It seemed like odd timing. The president, just two days before Iraqis go the polls and a day after he delivered his fourth major address on the war, traveled to suburban Virginia for a “roundtable discussion” with hand-picked, pre-screened seniors to talk about Medicare.
Of all the topics to schedule an event like this one, Medicare seemed out of place. The Patriot Act, maybe; the war, definitely. But why Medicare yesterday? As Dan Froomkin noticed, Bush’s roundtable discussion was less about where he was and more about where he wasn’t.
Reporting that President Bush steered clear of the White House’s own Conference on Aging yesterday — making him the first president ever to do so — fell to the regional newspapers and NPR, not the big guys.
It turns out that had Bush attended, he would have been facing a very hostile audience.
So instead, Bush held a photo-op with a hand-picked group of seniors at a swanky retirement home — and it was well covered by the usual suspects.
Indeed, NPR’s Julie Rovner reported that the White House Conference on Aging is a once-a-decade gathering and Bush is the first president not to speak to delegates in the event’s half-century history.
Did Bush decide to skip the event because the Conference on Aging planned to discuss issues unrelated to his policy agenda?

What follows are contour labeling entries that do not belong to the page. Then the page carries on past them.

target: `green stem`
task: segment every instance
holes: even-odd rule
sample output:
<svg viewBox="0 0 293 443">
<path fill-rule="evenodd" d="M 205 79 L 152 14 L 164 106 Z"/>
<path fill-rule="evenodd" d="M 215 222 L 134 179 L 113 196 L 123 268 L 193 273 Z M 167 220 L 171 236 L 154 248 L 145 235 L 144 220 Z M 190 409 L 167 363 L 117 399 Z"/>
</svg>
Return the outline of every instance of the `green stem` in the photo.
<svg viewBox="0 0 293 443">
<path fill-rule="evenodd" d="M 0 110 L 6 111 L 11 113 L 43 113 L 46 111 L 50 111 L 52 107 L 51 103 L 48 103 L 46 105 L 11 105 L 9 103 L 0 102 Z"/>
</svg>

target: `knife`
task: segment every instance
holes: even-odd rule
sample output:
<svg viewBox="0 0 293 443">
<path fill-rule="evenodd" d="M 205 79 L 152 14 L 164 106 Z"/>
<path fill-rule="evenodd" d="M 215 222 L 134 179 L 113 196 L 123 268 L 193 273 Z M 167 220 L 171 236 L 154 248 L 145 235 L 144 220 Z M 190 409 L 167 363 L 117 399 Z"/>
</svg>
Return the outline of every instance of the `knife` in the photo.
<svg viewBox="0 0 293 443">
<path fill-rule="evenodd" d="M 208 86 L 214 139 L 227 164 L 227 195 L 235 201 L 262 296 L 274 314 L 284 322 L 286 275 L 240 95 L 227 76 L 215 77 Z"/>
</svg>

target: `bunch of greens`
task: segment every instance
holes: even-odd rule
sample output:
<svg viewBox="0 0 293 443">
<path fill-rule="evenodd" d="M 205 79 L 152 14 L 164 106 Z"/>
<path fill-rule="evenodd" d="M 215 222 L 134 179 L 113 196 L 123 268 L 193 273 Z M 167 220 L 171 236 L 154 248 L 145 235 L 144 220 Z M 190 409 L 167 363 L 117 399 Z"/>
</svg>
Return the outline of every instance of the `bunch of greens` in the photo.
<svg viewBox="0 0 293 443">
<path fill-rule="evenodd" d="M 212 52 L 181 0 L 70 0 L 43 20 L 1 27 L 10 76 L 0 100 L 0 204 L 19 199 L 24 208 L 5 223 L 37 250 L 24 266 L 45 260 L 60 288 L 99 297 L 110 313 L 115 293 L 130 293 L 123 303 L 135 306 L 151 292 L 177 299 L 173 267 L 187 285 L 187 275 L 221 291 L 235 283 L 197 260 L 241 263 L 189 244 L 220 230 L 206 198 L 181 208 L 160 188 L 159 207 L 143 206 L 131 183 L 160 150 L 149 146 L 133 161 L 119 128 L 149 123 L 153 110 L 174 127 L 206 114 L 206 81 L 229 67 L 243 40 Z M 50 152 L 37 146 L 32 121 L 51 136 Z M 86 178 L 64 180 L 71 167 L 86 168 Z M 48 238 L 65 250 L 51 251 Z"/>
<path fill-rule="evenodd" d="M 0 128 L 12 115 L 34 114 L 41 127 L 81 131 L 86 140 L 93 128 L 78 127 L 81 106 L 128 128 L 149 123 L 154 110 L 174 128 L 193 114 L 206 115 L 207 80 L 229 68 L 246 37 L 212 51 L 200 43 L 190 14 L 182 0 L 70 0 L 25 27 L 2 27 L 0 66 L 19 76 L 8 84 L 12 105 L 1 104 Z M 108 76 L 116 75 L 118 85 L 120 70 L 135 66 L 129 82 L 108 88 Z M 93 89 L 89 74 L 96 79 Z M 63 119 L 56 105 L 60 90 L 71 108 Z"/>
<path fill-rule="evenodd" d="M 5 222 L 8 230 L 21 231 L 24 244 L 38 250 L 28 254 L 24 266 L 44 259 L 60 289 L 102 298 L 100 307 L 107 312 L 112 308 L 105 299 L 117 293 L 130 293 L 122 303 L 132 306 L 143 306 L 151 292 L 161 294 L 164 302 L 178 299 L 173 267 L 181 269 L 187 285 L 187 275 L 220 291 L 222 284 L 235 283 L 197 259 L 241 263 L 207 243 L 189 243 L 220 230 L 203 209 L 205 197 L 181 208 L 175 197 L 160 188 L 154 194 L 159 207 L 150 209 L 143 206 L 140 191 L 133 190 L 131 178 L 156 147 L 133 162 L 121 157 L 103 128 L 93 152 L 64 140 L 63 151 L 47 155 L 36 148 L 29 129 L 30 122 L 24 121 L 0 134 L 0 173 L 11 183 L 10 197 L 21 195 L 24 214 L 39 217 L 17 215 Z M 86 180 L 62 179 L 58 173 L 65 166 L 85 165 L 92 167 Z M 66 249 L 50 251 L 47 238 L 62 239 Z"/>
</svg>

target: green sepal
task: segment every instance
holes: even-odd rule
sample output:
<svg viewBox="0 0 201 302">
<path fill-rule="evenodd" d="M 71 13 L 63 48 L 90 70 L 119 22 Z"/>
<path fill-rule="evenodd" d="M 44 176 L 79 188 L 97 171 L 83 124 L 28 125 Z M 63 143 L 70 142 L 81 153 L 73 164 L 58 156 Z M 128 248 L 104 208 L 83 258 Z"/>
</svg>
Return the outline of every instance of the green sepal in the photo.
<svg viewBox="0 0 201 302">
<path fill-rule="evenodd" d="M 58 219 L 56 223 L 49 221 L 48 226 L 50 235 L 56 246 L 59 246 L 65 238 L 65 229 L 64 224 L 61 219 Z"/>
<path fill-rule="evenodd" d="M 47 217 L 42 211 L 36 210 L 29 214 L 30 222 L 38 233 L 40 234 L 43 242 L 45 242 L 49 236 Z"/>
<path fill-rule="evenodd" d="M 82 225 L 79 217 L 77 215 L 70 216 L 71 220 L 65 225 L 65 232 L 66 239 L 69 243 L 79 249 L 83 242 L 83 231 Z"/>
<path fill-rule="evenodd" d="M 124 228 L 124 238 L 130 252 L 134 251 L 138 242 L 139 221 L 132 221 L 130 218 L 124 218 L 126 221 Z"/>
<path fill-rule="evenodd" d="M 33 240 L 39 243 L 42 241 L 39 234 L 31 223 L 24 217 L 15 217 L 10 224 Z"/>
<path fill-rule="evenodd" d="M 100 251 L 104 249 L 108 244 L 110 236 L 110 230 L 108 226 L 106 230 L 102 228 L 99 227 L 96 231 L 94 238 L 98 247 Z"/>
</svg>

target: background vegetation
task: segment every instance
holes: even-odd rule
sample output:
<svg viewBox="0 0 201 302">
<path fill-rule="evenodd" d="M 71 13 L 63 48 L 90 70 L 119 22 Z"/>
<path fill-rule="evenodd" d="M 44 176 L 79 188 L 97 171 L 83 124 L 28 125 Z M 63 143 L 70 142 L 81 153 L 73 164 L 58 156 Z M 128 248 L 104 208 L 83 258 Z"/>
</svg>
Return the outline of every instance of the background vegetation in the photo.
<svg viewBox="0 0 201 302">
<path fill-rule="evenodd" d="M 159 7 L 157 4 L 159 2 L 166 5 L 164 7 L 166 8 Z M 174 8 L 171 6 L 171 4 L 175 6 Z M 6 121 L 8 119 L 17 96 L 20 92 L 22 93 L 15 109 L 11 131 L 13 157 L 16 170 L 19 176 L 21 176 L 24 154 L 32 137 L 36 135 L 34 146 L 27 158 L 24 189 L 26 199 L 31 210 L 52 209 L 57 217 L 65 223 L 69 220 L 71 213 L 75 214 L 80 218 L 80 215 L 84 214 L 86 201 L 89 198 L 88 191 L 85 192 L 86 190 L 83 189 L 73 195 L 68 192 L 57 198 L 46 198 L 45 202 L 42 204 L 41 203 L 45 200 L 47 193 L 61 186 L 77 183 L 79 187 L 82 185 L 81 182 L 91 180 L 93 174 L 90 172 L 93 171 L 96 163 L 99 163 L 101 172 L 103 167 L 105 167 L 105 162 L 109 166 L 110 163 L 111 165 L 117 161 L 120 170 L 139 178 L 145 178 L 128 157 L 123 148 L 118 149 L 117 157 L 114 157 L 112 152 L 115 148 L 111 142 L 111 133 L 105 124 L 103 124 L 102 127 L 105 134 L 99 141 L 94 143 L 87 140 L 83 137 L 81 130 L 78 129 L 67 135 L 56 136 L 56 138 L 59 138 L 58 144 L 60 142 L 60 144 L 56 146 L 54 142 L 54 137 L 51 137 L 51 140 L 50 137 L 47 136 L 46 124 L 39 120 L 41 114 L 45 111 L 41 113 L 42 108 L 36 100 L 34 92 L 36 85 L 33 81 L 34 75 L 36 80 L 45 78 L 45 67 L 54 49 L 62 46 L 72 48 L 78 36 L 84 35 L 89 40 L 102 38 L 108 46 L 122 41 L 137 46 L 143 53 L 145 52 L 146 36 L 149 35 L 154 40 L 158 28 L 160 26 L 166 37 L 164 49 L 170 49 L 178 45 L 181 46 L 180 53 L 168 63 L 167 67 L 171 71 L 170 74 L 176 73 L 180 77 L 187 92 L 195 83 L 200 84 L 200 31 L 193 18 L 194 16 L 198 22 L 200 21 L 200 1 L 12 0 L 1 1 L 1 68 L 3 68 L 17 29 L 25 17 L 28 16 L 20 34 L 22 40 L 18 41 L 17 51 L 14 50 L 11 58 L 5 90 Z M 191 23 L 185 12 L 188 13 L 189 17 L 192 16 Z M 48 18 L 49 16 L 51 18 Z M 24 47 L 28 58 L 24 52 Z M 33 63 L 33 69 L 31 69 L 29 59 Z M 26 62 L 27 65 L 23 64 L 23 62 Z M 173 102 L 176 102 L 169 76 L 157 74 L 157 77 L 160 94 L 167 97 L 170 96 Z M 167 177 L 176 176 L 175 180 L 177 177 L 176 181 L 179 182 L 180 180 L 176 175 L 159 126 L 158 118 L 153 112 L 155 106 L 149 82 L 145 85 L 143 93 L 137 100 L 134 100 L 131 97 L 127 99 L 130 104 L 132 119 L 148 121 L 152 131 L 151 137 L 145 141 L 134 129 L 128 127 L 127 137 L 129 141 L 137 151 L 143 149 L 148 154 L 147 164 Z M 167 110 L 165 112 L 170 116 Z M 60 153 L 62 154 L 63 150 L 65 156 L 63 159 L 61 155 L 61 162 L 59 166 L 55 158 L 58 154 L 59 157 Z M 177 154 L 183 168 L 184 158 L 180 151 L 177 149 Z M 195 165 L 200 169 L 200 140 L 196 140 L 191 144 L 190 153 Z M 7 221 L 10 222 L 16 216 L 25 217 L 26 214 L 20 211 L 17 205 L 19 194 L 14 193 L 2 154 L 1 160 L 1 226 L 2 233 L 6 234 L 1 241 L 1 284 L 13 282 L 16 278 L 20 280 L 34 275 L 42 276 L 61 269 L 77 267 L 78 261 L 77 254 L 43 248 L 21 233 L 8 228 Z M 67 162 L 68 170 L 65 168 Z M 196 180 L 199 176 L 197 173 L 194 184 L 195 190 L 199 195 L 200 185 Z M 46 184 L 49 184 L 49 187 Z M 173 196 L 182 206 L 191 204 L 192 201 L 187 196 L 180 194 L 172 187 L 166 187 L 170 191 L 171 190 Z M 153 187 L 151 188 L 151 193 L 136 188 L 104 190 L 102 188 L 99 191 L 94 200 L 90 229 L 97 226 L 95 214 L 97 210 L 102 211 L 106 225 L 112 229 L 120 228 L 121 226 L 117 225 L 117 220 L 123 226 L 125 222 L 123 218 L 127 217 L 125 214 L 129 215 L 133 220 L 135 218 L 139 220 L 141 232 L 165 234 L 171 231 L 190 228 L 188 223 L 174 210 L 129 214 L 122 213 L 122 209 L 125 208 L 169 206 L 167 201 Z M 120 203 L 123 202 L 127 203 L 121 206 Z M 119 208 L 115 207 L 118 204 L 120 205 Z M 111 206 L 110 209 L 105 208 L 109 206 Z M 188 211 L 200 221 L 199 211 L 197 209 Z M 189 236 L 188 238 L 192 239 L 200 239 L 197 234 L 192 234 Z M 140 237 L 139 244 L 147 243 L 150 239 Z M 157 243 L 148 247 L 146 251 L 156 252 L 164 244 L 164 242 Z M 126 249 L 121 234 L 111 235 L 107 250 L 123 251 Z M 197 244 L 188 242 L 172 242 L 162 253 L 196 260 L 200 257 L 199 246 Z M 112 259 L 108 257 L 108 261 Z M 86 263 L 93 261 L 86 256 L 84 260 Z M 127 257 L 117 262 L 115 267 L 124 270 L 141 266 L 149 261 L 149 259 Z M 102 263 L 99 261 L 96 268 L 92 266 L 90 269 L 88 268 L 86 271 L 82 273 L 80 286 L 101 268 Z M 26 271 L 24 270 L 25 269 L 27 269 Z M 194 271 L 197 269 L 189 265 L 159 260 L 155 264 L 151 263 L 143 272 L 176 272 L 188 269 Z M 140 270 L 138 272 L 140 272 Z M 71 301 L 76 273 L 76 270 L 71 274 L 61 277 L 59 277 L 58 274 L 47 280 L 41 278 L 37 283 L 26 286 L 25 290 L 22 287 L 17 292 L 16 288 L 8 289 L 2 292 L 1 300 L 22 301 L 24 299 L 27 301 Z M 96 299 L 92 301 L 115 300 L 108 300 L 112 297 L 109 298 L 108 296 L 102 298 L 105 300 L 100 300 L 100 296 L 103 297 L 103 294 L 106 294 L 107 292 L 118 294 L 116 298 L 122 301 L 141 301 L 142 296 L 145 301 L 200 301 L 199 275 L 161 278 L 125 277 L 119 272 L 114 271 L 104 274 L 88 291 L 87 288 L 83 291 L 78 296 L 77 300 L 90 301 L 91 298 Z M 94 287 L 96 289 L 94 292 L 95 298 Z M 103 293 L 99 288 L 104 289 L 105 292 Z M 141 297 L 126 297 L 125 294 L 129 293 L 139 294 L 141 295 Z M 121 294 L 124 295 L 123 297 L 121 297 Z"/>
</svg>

No, the future of Medicare was at the top of the conference agenda, but the president felt he’d be better off talking to sycophantic seniors at a high-end, gated retirement community.
At a session on improving Medicare, Robert Binstock, professor of aging, health and society at the Case Western Reserve University School of Medicine, said, “That [Bush] went to speak about Medicare in Virginia today, instead of an assembly of delegates from all over the country indicates that he’s afraid to speak in anything but a controlled environment.”
If there’s another explanation, I’d love to hear it.